A newly launched initiative seeks to create a more data-driven forecast of the development pace in artificial intelligence (AI). The project recognises that while excitement and speculation abound about breakthroughs, reliable predictions remain elusive because existing models often rely on intuition rather than systematic measurement. To reduce that gap, this effort plans to monitor metrics such as compute power, model size, training cost, research output and real-world deployment to build an empirical basis for forecasting.
The underlying challenge is enormous: forecasting AI progress involves both scientific and economic uncertainty. On the one hand, there are technical constraints—hardware, data, algorithmic innovation—that may slow down advances. On the other hand, AI also invites exponential growth dynamics, making change rapid and non-linear. The initiative underscores that anticipating the shape, scale and timing of the next leaps in AI will require combining these technical inputs with macro-level modelling of diffusion, adoption and impact.
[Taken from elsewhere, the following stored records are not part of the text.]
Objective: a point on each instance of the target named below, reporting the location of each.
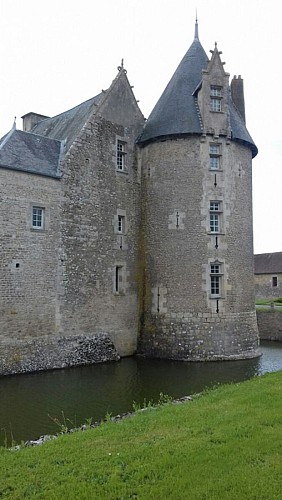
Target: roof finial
(196, 28)
(121, 67)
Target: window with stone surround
(37, 218)
(215, 213)
(120, 155)
(216, 98)
(274, 281)
(121, 224)
(215, 156)
(216, 279)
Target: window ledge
(124, 172)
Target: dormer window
(216, 98)
(216, 91)
(120, 159)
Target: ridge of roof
(28, 152)
(67, 125)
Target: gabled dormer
(213, 97)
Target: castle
(122, 235)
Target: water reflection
(29, 402)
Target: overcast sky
(56, 54)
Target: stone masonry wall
(30, 257)
(264, 288)
(95, 194)
(48, 353)
(270, 324)
(181, 317)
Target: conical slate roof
(175, 112)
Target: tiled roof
(67, 125)
(30, 153)
(268, 263)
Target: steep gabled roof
(238, 128)
(66, 126)
(30, 153)
(268, 263)
(176, 112)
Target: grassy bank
(225, 444)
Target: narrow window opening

Crucially, the project is not just about optimising projections; it also addresses the implications of speed. Faster-than-expected progress could stretch policy, regulation and adaptation of institutions. Slower progress, in contrast, could reshape how society plans for automation, labour markets and equity. By raising the quality of the data and transparency of assumptions, the effort aims to help governments, industries and academics make better decisions — whether about infrastructure, education or safety.
Ultimately, by creating a timeline grounded in measurable inputs rather than conjecture, the new project may shift how we talk about AI not just as a speculative “next frontier” but as a system with observable indicators and trajectories. In doing so, it may help reduce the uncertainty around when and how AI becomes transformative — and what that transformation might look like in practical, policy-relevant terms.